Crombez:"Un gouvernement à six suffirait"

Le gouvernement fédéral pourrait à l'avenir fonctionner avec des effectifs réduits et de manière plus efficace, six ministres suffisant à exercer toutes les compétences, a affirmé dimanche le secrétaire d'Etat à la Lutte contre la fraude, John Crombez (SP.A) lors de l’émission De zevende dag (VRT).

Après l'entrée en vigueur de la sixième réforme de l'Etat, le gouvernement fédéral verra ses compétences réduites.

Il compte actuellement dix-huit membres, mais "avec un très grand éparpillement des compétences", a souligné John Crombez (SP.A) lors de l'émission dominicale De zevende dag de la VRT-télévision.
Il a cité en exemple le cas du dossier du dumping social, expliquant qu'il devait traiter avec cinq cabinets ministériels.
Le gouvernement fédéral pourrait dès lors être "plus maigre et plus efficace" à la fois, a fait valoir le secrétaire d'Etat socialiste.

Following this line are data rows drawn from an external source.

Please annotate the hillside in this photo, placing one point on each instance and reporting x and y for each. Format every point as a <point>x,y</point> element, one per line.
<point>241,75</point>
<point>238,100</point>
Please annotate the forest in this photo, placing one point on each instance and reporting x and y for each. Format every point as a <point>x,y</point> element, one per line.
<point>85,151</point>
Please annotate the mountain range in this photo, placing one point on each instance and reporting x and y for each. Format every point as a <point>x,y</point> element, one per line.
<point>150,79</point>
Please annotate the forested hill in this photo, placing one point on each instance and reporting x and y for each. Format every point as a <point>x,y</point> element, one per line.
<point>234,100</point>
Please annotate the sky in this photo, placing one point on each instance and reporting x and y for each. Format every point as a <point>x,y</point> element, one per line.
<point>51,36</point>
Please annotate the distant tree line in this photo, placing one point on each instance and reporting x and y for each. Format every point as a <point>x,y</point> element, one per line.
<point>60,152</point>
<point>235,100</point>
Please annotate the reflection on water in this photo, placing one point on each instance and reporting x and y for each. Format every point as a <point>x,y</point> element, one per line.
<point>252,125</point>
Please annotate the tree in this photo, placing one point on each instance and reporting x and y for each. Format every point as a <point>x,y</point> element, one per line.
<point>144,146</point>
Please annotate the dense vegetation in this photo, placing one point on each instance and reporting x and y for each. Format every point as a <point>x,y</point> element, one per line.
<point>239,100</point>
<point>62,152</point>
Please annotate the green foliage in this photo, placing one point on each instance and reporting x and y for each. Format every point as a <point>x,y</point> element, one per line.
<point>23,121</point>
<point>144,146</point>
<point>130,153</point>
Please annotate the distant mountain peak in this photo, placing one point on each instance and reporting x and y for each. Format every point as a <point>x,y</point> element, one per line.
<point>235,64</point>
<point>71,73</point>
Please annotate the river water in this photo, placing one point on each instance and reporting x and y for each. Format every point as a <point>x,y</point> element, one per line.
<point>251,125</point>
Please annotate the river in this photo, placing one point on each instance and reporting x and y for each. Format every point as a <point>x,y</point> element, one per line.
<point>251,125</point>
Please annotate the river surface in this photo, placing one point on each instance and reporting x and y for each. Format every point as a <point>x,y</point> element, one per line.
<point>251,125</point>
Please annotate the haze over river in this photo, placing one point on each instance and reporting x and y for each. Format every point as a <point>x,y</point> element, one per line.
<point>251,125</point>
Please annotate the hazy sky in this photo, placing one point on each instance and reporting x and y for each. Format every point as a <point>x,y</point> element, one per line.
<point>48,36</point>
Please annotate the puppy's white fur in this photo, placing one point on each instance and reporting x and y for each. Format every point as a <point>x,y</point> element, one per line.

Selon lui, le département des Finances pourrait, par exemple, n'avoir qu'un seul "responsable final", disposant d'un seul cabinet ministériel. A un niveau inférieur, des secrétaires d'Etat seraient responsables de la mise en œuvre de la politique dans des domaines comme la lutte contre la fraude, la fonction publique et la législation fiscale, mais sans cabinets supplémentaires.

"Nous aurions alors besoin au maximum de six ministres", a expliqué John Crombez, parlant de "parties de ping-pong" au sein du gouvernement à propos des compétences respectives de ses membres.
John Crombez a également présenté quelques initiatives contre le dumping social. Il a souligné que ces mesures - par exemple contre les faux indépendants ou contre les entreprises qui travaillent avec des sous-traitants fraudeurs - ne visent pas les entrepreneurs eux-mêmes.
"Je serai fou d'être opposé aux entrepreneurs. Mais j'ai bien un problème avec les entrepreneurs qui détruisent des emplois belges pour leur propre bénéfice et qui mettent les bonnes entreprises en difficulté", a-t-il dit. secrétaire d'Etat espère récupérer au total un milliard d'euros grâce à la lutte contre la fraude sociale et fiscale.